O futuro é o mais delicioso e picareta dos conteúdos. Delicioso porque fascina, picareta porque jamais precisa ser documentado e raramente é lembrado quando não se concretiza.
O badalado Chris Anderson, então editor da famosa Wired, profetizou na capa da revista em 2010 (sim, 12 anos atrás): The web is dead. Até então, já haviam tentado matar o rádio, o cinema, a televisão, o shopping center e até o e-mail, mas a web? Ele previa que os apps tomariam o lugar da Internet. Anos depois, outra revista anunciou a morte do quê? Dos apps… Sim, haja paciência. Nem um nem outro; aliás, nem o cinema nem o rádio.

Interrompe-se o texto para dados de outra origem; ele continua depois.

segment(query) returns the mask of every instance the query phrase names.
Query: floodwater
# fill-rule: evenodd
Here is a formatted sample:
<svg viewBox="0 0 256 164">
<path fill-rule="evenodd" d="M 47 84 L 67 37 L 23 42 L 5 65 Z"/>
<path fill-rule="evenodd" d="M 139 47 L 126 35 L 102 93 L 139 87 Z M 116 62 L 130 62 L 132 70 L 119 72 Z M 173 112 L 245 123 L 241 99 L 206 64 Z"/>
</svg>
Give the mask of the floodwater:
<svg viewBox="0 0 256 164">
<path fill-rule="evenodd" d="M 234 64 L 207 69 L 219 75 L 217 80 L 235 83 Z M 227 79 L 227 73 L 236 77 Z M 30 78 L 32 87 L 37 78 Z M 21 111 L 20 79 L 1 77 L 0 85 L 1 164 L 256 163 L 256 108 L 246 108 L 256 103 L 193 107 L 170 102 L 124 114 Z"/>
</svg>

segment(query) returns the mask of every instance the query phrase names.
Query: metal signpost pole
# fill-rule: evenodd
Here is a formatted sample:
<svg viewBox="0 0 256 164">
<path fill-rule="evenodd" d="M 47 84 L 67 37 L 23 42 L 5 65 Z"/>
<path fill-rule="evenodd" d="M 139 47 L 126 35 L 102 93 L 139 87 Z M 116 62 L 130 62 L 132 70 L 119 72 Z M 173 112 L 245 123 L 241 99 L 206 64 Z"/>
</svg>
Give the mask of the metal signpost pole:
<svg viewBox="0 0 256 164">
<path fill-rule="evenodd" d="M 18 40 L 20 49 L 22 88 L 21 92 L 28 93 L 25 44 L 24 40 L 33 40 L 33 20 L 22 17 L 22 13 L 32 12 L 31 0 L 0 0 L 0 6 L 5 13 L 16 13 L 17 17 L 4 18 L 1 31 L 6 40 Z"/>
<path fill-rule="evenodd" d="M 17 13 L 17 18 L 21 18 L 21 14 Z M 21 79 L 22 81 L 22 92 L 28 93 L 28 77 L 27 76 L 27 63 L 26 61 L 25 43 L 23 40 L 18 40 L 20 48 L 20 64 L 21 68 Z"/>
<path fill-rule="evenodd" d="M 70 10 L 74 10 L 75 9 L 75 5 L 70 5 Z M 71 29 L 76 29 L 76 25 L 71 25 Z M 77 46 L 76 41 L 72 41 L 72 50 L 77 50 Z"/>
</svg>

Mas há um problema ainda maior por trás dessa brincadeira de gente grande. Todos os anos, a cena se repete nos maiores eventos do mundo, como WebSummit, SXSW, NRF, entre outros. O assunto do momento nos eventos jamais é a segunda de manhã, mas sempre a quinta à noite. Como todos sabem, o empresário está sempre às voltas com a manhã de segunda quando abre a empresa e precisa faturar. A quinta à noite é reservada para o happy hour com colegas e para a baladinha básica que fecha a semana.
O que está no foco hoje?
Os assuntos da moda são metaverso e NFTs. São milhares de horas e gigabytes de conteúdo cujo prazo de validade não ultrapassa três meses. Mas não são apenas os grandes eventos. Entidades de classe chamam os associados para palestras com o marketing do medo: “Se sua empresa não estiver no metaverso, ela morrerá”. E se estiver, provavelmente morrerá de tédio, responderia eu.
As novidades são importantes? Sim. Mas não para tirar o protagonismo do conteúdo urgente, aquele da segunda de manhã. As dependências das bigtechs, o desafio de aproveitar o marketplace sem ser pelo menos “comoditizado” (ou engolido) por ele. O fim das lojas online? O site, onde anda? E o e-mail marketing, como ter resultado com ele? SEO, ads, conteúdo. Tudo sendo deixado nos palcos paralelos, enquanto nos principais coachs e futuristas sem fim se revezam.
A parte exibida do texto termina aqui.